Sabtu, 11 April 2015

Membangkitkan Semangat Kerja Sama Ekonomi Perdagangan Indonesia-Iran

JAKARTA, - Nilai perdagangan antara Iran dan Indonesia masih terlalu kecil dan harus ditingkatkan kembali mengingat dua negara ini sangat berpotensi.

Hal ini disampaikan Wakil Menteri Luar Negeri AM Fachir ketika menerima kunjungan kehormatan Duta Besar Republik Islam Iran, Valioallah Mohammad Nasrabadi di Kemlu RI

“Nilai perdagangan bilateral saat ini jelas tidak menunjukkan potensi yang sebenarnya. Untuk dua negara besar seperti Indonesia dan Iran, bahkan nilai perdagangan USD 2 milyar per-tahun masih terlalu kecil. Kedua negara harus me-reinvigorate bentuk kerja sama ekonominya sehingga sanggup melampaui angka tersebut”, ucapnya

Sebagaimana dilansir dari laman resmi Kemlu RI, senada dengan Wamenlu RI, Dubes Mohammadi menyampaikan komitmen yang sama dari Pemerintah Iran untuk kembali meningkatkan nilai perdagangan bilateral.

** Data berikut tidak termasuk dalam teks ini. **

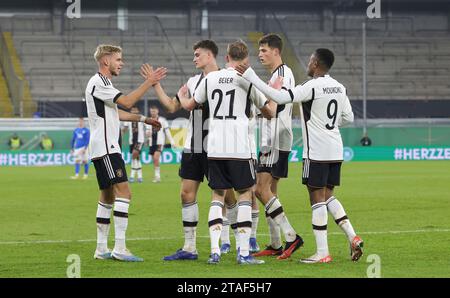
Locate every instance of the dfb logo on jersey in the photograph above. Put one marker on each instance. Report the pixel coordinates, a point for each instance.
(73, 11)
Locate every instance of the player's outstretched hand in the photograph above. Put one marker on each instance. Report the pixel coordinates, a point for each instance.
(241, 68)
(155, 123)
(183, 91)
(153, 76)
(277, 84)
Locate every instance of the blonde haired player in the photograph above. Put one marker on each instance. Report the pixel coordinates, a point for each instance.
(104, 147)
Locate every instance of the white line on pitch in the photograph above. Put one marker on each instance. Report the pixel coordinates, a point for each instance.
(172, 238)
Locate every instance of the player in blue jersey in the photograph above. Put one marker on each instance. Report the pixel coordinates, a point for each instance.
(79, 149)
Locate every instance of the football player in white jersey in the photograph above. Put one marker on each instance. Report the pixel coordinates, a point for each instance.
(194, 162)
(229, 149)
(325, 107)
(157, 139)
(136, 141)
(275, 146)
(104, 146)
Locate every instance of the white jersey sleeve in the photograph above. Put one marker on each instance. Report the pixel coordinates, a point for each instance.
(200, 94)
(282, 138)
(195, 129)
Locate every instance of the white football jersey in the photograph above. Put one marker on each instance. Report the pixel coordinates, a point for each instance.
(252, 131)
(277, 133)
(158, 137)
(197, 129)
(230, 100)
(135, 132)
(325, 107)
(103, 116)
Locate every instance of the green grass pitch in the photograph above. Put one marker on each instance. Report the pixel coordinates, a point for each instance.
(400, 209)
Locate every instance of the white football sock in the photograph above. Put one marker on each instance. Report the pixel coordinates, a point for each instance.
(275, 211)
(139, 168)
(215, 221)
(121, 206)
(189, 214)
(244, 226)
(225, 235)
(319, 222)
(103, 224)
(337, 211)
(255, 220)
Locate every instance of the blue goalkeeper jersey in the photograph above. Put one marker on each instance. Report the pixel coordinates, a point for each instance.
(80, 138)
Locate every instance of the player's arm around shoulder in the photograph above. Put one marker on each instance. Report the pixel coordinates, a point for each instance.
(200, 96)
(267, 107)
(126, 116)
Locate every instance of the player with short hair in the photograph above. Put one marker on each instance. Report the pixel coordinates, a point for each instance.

Salah satu cara, adalah dengan melibatkan sektor perbankan kedua negara untuk mencari solusi bersama permasalahan atas penyelesaian transaksi ekspor dan impor.

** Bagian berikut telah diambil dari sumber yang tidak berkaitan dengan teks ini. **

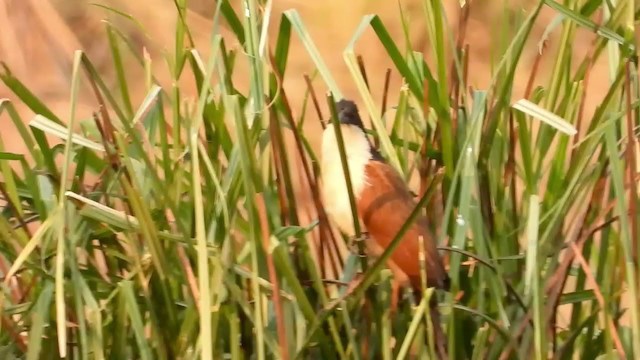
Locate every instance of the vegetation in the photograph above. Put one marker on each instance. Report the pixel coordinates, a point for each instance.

Nilai perdagangan bilateral Indonesia dan Iran pada tahun 2013 dan 2014 hanya mencapai USD 568 juta dan USD 430 juta.

Padahal, total perdagangan kedua negara sebelumnya selalu berada diatas USD 1 milyar. Penurunan signifikan terjadi pada berhentinya impor migas Indonesia dari Iran, sebagai akibat sanksi ekonomi perdagangan unilateral kepada Iran.

Potensi perdagangan kedua negara sangat besar mengingat sifat perdagangan komplementer kedua negara. Iran membutuhkan hasil-hasil pertanian dan perkebunan Indonesia seperti minyak sawit, teh, dan kopi, sementara Iran adalah negara kaya minyak dan gas, serta unggul pada industri energi, teknologi infrastruktur, dan manufaktur.

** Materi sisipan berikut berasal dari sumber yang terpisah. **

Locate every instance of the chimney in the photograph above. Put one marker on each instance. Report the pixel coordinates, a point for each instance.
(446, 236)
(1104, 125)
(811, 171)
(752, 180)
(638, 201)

Walau demikian Wamenlu mengingatkan bahwa meskipun tengah mengalami kesulitan pengembangan kerja sama perdagangan bahwa kesempatan harus selalu diciptakan, sehubungan dengan hal tersebut delegasi Kamar Dagang dan Industri (KADIN) kedua negara telah melakukan saling kunjung.

Diharapkan keberhasilan negosiasi nuklir antara Iran dan negara-negara P5+1 di Lausanne, Swiss, pada awal April 2015, memberikan optimisme tersendiri untuk meningkatkan hubungan perdagangan dan investasi dengan Iran.

Untuk memajukan hubungan people-to-people linkage guna semakin terjalinnya saling pengertian antara masyarakat kedua bangsa, kedepanya kedua belah pihak sepakat untuk mengembangkan kerja sama Riset dan Teknologi, Pariwisata, Budaya, dan Pendidikan.

Terkait Peringatan Konferensi Asia-Afrika (KAA) tahun 2015, Wamenlu RI mengapresiasi konfirmasi kehadiran Presiden Iran Dr. Hassan Rouhani yang diyakini akan memberikan kontribusi besar, mengingat posisi Iran saat ini sebagai pemegang keketuaan Gerakan Non-Blok.

Selain itu, Wamenlu juga menyambut baik rencana delegasi pengusaha Iran yang akan hadir dalam ajang Asia-Africa Business Summit 2015.